Researchers noted no late effects of rituximab have been observed. – by Melinda Stevens

Disclosures: Roche and Amgen funded the study. Le Gouill reports personal fees and nonfinancial support from Roche, grant support and personal fees from Janssen-Cilag and personal fees from Celgene outside the submitted work. Please see the study for a list of all other authors’ relevant financial disclosures.

    Perspective

    Brad S. Kahl, MD

    The impact of this study is anticipated to be large. Prior to this report, there were no data that suggested benefit for maintenance rituximab after autologous stem cell transplantation in mantle cell lymphoma. Any data supporting maintenance rituximab had been generated from older patients who had received less intensive therapies. In addition, most lymphoma trials that tested maintenance rituximab have been unable to demonstrate an OS benefit.

    This trial clearly demonstrates the substantial impact of maintenance rituximab as a therapeutic intervention in mantle cell lymphoma. I would expect that this trial will result in a change in the standard of care worldwide. I also would anticipate that these results will be extrapolated to patients who undergo autologous transplantation no matter what type of induction regimen they received and no matter what type of stem cell transplant conditioning regimen they received.

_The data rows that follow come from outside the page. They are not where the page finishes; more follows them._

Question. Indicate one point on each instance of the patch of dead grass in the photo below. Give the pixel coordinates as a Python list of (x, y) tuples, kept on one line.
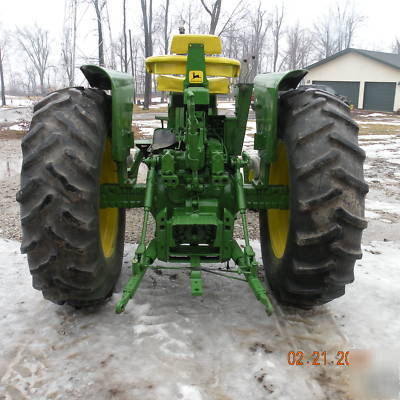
[(379, 129)]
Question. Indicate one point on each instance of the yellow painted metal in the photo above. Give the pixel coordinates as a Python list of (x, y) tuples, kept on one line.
[(170, 83), (278, 220), (176, 65), (196, 77), (212, 44), (108, 217)]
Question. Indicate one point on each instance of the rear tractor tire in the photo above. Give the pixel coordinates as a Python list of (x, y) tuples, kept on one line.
[(74, 248), (309, 251)]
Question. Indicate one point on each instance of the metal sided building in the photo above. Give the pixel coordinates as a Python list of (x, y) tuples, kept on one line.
[(369, 79)]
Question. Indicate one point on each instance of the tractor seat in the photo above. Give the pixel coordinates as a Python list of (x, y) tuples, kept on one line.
[(168, 65), (170, 83)]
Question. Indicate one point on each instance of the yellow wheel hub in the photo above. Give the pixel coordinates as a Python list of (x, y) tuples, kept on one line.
[(108, 217), (278, 220)]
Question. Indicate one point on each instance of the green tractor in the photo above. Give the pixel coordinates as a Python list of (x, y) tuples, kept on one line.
[(78, 177)]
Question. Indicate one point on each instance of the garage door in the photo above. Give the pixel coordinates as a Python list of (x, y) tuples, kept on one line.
[(379, 96), (348, 89)]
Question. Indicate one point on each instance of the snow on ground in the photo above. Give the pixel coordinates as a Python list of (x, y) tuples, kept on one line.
[(19, 101), (159, 105), (225, 105), (171, 345), (14, 115)]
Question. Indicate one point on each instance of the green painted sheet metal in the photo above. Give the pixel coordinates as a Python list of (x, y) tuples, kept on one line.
[(122, 89), (266, 93)]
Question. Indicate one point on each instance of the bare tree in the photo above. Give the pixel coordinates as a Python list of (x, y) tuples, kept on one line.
[(186, 17), (299, 47), (147, 12), (68, 45), (277, 32), (98, 7), (111, 63), (253, 42), (336, 30), (35, 44), (347, 21), (2, 56), (324, 38), (238, 13), (214, 12), (124, 35), (133, 47), (167, 29), (396, 46)]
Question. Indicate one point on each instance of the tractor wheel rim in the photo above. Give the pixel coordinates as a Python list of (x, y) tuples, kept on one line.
[(278, 220), (108, 217)]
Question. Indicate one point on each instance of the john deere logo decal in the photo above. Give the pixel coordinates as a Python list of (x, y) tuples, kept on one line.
[(196, 77)]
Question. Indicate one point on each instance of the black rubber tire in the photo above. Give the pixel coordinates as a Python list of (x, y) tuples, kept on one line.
[(59, 198), (327, 192)]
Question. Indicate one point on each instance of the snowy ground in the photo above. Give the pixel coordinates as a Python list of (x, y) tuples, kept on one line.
[(170, 345), (222, 346)]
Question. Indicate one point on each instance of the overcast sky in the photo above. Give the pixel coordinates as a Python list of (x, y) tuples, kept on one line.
[(381, 26), (378, 31)]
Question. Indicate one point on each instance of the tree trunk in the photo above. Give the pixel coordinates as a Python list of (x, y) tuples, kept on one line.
[(3, 94), (132, 66), (72, 81), (125, 41), (148, 48), (100, 33)]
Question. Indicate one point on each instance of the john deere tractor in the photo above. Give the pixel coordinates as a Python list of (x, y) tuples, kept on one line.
[(80, 173)]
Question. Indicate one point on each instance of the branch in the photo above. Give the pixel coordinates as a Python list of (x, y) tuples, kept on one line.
[(204, 5)]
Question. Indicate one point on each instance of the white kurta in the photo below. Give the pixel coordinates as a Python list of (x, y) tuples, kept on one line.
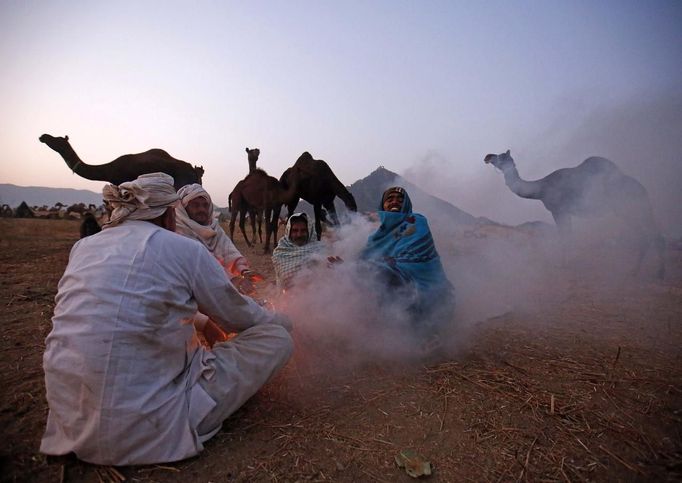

    The 3-year duration of maintenance therapy is a bit unusual. Most studies in follicular lymphoma have limited the duration of maintenance exposure to 2 years. It is not entirely clear why the authors selected 3 years in this particular trial, but certainly the results speak for themselves, and 3 years of maintenance should become the standard of care for younger patients with mantle cell lymphoma.

    Brad S. Kahl, MD

    HemOnc Today Editorial Board Member

    Washington University School of Medicine in St. Louis

    Disclosure: Kahl reports no relevant financial disclosures.